**Teachers**

- Inge Li Gørtz, inge@dtu.dk, office hours Friday 12.00-12.45, building 322, office 018.
- Eva Rotenberg, erot@dtu.dk, office hours Tuesday 12.30-13.00.
- Philip Bille, phbi@dtu.dk

**When and where** Monday 8.15-12, TBA.
The course runs in the DTU fall semester. There
is no teaching during the autumn break.

**Prerequisites** Undergraduate level courses in algorithms and data structures (comparable to 02105 + 02110) and mathematical maturity. You should have a working knowledge of algorithm analysis (e.g. asymptotic notation, worst case analysis, amortized analysis, basic analysis of randomized algorithms), data structures (e.g. stacks, queues, linked lists, trees, heaps, priority queues, hash tables, balanced binary search trees, tries), graph algorithms (e.g. BFS, DFS, single source shortest paths, minimum spanning trees, topological sorting), dynamic programming, divide-and-conquer, and NP-completeness (e.g. basic reductions).
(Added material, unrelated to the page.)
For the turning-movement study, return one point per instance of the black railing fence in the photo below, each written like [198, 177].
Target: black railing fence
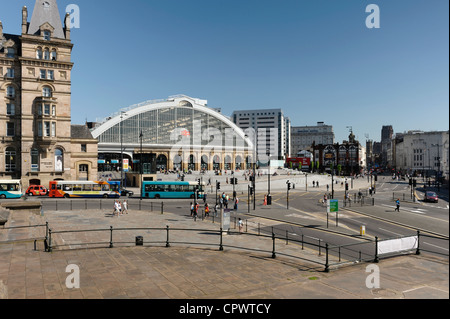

**The weekplan is preliminary** It will be updated during the course. Under each week there is a number of suggestions for reading material regarding that weeks lecture. It is not the intention that you read ALL of the papers. It is a list of papers and notes where you can read about the subject discussed at the lecture.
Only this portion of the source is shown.